На цыпочках прошел в горницу, разделся, бережно повесил праздничные, с лампасами, шаровары, перекрестился, лег. На полу – перерезанная крестом оконного переплета золотая дрема лунного света. В углу под расшитыми полотенцами тусклый глянец серебрёных икон, над кроватью на подвеске тягучий гуд потревоженных мух.
Задремал было, но в кухне заплакал братнин ребенок.
Немазаной арбой заскрипела люлька. Дарья сонным голосом бормотнула:
– Цыц ты, поганое дите! Ни сну тебе, ни покою, – запела тихонько:
– Колода-дуда,
Иде ж ты была?
– Коней стерегла.
– Чего выстерегла?
– Коня с седлом,
С золотым махром…
Григорий, засыпая под мерный баюкающий скрип, вспомнил: «А ить завтра Петру в лагеря выходить. Останется Дашка с дитем… Косить, должно, без него будем».
Зарылся головой в горячую подушку, в уши назойливо сочится:
– А иде ж твой конь?
– За воротами стоит.
– А иде ж ворота?
– Вода унесла.
Встряхнуло Григория заливистое конское ржанье. По голосу угадал Петрова строевого коня.
Обессилевшими со сна пальцами долго застегивал рубаху, опять почти уснул под текучую зыбь песни:
– А иде ж гуси?
– В камыш ушли.
– А иде ж камыш?
– Девки выжали.
– А иде ж девки?
– Девки замуж ушли.
– А иде ж казаки?
– На войну пошли…
Разбитый сном, добрался Григорий до конюшни, вывел коня на проулок. Щекотнула лицо налетевшая паутина, и неожиданно пропал сон.
По Дону наискось – волнистый, никем не езженный лунный шлях. Над Доном – туман, а вверху звездное просо. Конь позади сторожко переставляет ноги. К воде спуск дурной. На той стороне утиный кряк, возле берега в тине взвернул и бухнул по воде омахом охотящийся на мелочь сом.
Григорий долго стоял у воды. Прелью сырой и пресной дышал берег. С конских губ ронялась дробная капель. На сердце у Григория сладостная пустота. Хорошо и бездумно. Возвращаясь, глянул на восход, там уже рассосалась синяя полутьма.
Возле конюшни столкнулся с матерью.
– Это ты, Гришка?
– А то кто ж.
– Коня поил?
– Поил, – нехотя отвечает Григорий.
Откинувшись назад, несет мать в завеске на затоп кизяки, шаркает старчески дряблыми босыми ногами.
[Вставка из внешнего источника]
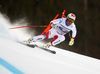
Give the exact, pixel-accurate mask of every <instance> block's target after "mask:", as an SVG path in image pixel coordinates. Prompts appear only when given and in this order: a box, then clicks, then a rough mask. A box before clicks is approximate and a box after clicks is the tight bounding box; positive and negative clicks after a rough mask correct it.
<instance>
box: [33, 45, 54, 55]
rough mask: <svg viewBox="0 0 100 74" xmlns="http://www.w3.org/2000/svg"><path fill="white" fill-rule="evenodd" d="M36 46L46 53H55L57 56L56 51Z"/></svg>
mask: <svg viewBox="0 0 100 74" xmlns="http://www.w3.org/2000/svg"><path fill="white" fill-rule="evenodd" d="M35 46H36V47H38V48H40V49H43V50H45V51H48V52H51V53H53V54H56V51H54V50H50V49H47V48H43V47H40V46H38V45H36V44H35Z"/></svg>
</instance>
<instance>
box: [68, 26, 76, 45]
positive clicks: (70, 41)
mask: <svg viewBox="0 0 100 74" xmlns="http://www.w3.org/2000/svg"><path fill="white" fill-rule="evenodd" d="M76 33H77V30H76V27H74V29H73V30H72V38H71V40H70V42H69V45H70V46H72V45H73V44H74V39H75V37H76Z"/></svg>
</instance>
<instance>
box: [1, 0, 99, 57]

– Сходил бы Астаховых побудил. Степан с нашим Петром собирался ехать.
Прохлада вкладывает в Григория тугую дрожащую пружину. Тело в колючих мурашках. Через три порожка взбегает к Астаховым на гулкое крыльцо. Дверь не заперта. В кухне на разостланной полсти спит Степан, под мышкой у него голова жены.
В поредевшей темноте Григорий видит взбитую выше колен Аксиньину рубаху, березово-белые, бесстыдно раскинутые ноги. Он секунду смотрит, чувствуя, как сохнет во рту и в чугунном звоне пухнет голова.
Воровато повел глазами. Зачужавшим голосом хрипло:
– Эй, кто тут есть? Вставайте!
Аксинья всхлипнула со сна.
– Ой, кто такое? Ктой-то? – Суетливо зашарила, забилась в ногах голая ее рука, натягивая рубаху. Осталось на подушке пятнышко уроненной во сне слюны; крепок заревой бабий сон.